1. Weight: The weight of the skier can be calculated using the formula W = m * g, where W is the weight, m is the mass, and g is the acceleration due to gravity. Assuming g = 9.8 m/s², we have:
W = 55.3 kg * 9.8 m/s² = 541.94 N
2. Normal force: The normal force acts perpendicular to the slope and counterbalances the weight. On an inclined plane, the normal force can be calculated using the formula N = W * cos(θ), where θ is the angle of inclination. Therefore, we have:
N = 541.94 N * cos(25.9°) = 485.49 N
3. Friction force: The friction force is parallel to the slope and can be calculated using the formula F_friction = μ * N, where μ is the coefficient of kinetic friction. Thus, we have:
F_friction = 0.141 * 485.49 N = 68.5 N
4. Applied force: The applied force by the tow bar is parallel to the slope and opposes the friction force to maintain a constant velocity. Therefore, the magnitude of the force applied by the tow bar can be calculated by summing up the forces acting on the skier.
F_applied = F_friction = 68.5 N
Thus, the magnitude of the force that the tow bar exerts on the skier is 68.5 Newtons.
To calculate the magnitude of the force that the tow bar exerts on the skier, we need to consider the forces acting on the skier.

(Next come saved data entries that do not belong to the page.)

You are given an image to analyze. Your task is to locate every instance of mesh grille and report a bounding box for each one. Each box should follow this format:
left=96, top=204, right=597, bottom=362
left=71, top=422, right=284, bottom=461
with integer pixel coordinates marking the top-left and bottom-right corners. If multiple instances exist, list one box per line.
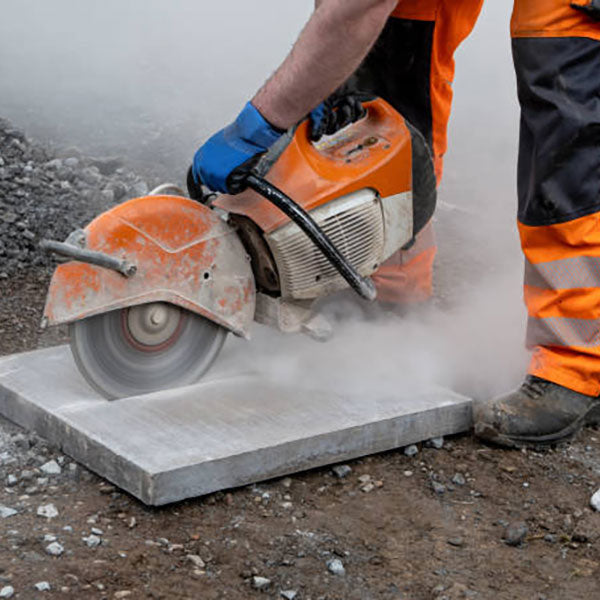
left=266, top=190, right=384, bottom=299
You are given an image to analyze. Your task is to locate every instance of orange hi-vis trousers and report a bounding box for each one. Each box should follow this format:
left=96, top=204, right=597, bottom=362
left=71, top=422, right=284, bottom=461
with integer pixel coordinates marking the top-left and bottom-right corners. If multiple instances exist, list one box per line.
left=513, top=1, right=600, bottom=394
left=363, top=0, right=484, bottom=304
left=364, top=0, right=600, bottom=394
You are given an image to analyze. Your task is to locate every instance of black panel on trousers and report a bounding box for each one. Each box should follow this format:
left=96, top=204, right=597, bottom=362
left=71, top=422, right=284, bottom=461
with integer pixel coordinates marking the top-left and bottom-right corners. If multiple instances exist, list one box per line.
left=348, top=18, right=436, bottom=148
left=513, top=36, right=600, bottom=226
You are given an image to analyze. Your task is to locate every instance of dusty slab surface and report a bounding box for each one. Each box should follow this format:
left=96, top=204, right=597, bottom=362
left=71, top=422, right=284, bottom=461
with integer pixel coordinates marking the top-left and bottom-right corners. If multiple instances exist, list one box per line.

Let's first break down the forces acting on the skier:
1. The force applied by the tow bar (parallel to the slope): F_applied
2. The force of gravity acting vertically downward: F_gravity = m * g, where m is the mass of the skier (55.3 kg) and g is the acceleration due to gravity (9.8 m/s^2).
3. The normal force perpendicular to the slope: F_normal
4. The force of kinetic friction opposing the skier's motion: F_friction = coefficient of kinetic friction * F_normal, where the coefficient of kinetic friction is given as 0.141.

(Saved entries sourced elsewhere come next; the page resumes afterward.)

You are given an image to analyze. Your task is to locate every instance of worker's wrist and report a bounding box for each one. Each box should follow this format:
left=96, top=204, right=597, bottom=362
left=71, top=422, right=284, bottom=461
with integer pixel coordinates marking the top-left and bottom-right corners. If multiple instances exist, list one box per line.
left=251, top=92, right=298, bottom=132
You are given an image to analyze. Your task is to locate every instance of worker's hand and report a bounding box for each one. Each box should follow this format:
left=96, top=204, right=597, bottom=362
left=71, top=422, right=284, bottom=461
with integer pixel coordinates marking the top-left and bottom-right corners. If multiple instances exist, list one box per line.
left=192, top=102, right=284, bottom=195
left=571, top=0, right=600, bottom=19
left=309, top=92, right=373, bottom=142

Since the skier is being pulled up the slope with a constant velocity, the net force acting on the skier is zero, meaning the sum of all forces must be zero.
In the vertical direction, we have:
F_normal - F_gravity * cos(25.9°) = 0
Simplifying, we find:
F_normal = F_gravity * cos(25.9°)
In the horizontal direction, we have:
F_applied - F_friction - F_gravity * sin(25.9°) = 0
Now, let's substitute the known values:
F_applied - (0.141 * F_normal) - (55.3 kg * 9.8 m/s^2 * sin(25.9°)) = 0
Substituting the value of F_normal from the first equation, we get:
F_applied - (0.141 * F_gravity * cos(25.9°)) - (55.3 kg * 9.8 m/s^2 * sin(25.9°)) = 0
Now, we can solve for F_applied:
F_applied = (0.141 * F_gravity * cos(25.9°)) + (55.3 kg * 9.8 m/s^2 * sin(25.9°))
Substituting the values:
F_applied ≈ (0.141 * (55.3 kg * 9.8 m/s^2) * cos(25.9°)) + (55.3 kg * 9.8 m/s^2 * sin(25.9°))
Calculating the value, we find:
F_applied ≈ 504.4 N (rounded to one decimal place)
Therefore, the magnitude of the force that the tow bar exerts on the skier is approximately 504.4 N.